Again, I am assuming that if you are keen enough to learn about 3D Printing you are able to download and install software. Install the software and fire it up and you should end up with something resembling this screen.
For this Tutorial, we will be using a 3D Printer called the Artillery Sidewinder X1, so we will set up Cura for that one.
Follow the Setup prompts until you get to this screen. Creating an Account is optional, and I didn’t bother, so Create one if you want to, otherwise, just Skip this screen.
The screen that we actually want is the next one.

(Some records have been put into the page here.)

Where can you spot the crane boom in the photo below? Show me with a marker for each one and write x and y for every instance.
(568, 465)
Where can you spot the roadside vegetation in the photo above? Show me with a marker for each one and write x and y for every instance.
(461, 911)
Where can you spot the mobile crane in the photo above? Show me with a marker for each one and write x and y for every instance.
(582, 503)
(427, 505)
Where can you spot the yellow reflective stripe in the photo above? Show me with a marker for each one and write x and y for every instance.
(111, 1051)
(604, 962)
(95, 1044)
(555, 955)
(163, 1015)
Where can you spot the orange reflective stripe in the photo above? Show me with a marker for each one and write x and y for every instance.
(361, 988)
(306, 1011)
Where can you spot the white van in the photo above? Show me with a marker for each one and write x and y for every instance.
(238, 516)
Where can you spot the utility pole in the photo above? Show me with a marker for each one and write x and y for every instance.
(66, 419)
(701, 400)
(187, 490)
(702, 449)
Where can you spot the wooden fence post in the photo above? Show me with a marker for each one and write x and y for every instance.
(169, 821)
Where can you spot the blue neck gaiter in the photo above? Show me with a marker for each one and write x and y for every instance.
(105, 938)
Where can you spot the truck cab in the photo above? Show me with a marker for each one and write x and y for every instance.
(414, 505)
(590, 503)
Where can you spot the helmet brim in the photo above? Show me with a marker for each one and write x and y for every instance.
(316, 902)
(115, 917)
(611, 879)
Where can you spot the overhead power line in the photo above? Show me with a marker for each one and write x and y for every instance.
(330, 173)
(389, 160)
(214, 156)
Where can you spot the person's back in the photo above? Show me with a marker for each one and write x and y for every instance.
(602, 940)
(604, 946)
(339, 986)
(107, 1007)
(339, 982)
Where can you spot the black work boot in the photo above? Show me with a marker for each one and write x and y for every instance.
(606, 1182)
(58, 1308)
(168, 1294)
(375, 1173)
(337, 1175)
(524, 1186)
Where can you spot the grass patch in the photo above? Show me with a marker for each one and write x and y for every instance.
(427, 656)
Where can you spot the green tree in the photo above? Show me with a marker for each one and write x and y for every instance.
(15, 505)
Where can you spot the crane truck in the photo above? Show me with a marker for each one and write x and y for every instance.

So, if you already have a 3D Printer, by all means, set it up. You may have to go digging for it online to get the setup to correctly work, but most popular 3D Printers are either already supported by Cura, or can easily be found. For now, click on the Add a non-networked printer. Then Scroll down until you see Artillery, open the arrow and select the Artillery Sidewinder X1.
This will bring you to the Settings page for the Artillery printer. We will use Default Settings, so just click through until we have finished the install Process. You should now have Cura open to a Blank Build Plate screen like this:
Now that we have our Slicer software open, we can import our STL file we want to print. To do this, left Click on File, select your file from where you saved it and open it as you would with any other file in any other software. With our Tinkercad file it should end up like this:
We are now almost at the point we can 3D Print this object, just one more step to go. 3D Printers are part of the Computer Numerical Control (CNC) Family of machines. This means that they use a Standard language to tell them what they have to do and how. This Language is commonly known as G-Code. There are many ways you could print this object, you could simply start at the top line and print to the bottom continuously, turning the filament on and off as required, but this is not very efficient or very fast.
What the Cura software actually does is Slice the STL into layers, and then path finds the best and fastest way to actually print the object. The Print will be much better finished if long strips of plastic filament are laid down. The reasons for this will be discussed in the next article. For now, we are just going to use the Default Settings and create the File we will feed the 3D Printer containing the G-Code instructions. Creating the G-Code file is easy, simply click on the big button that says Slice, and save it to a USB.
As you can see, this file will take 2 hours to print on this printer, and will use 19g or 6.22m or filament. All that is now left to do is upload the file to the Printer and press the Go Button.
At this point, we have reached a good point to finish for this installment. While our 3D Print is on the printer being created, we will look into some of the problems that you might run into when using this technology and how to fix them. In the next article, we will look at those problems, why they occur and what you can do about it. We will also talk about the different types of filaments and why you might use them. Many of the issues can be easily fixed by tweaking the Cura Settings.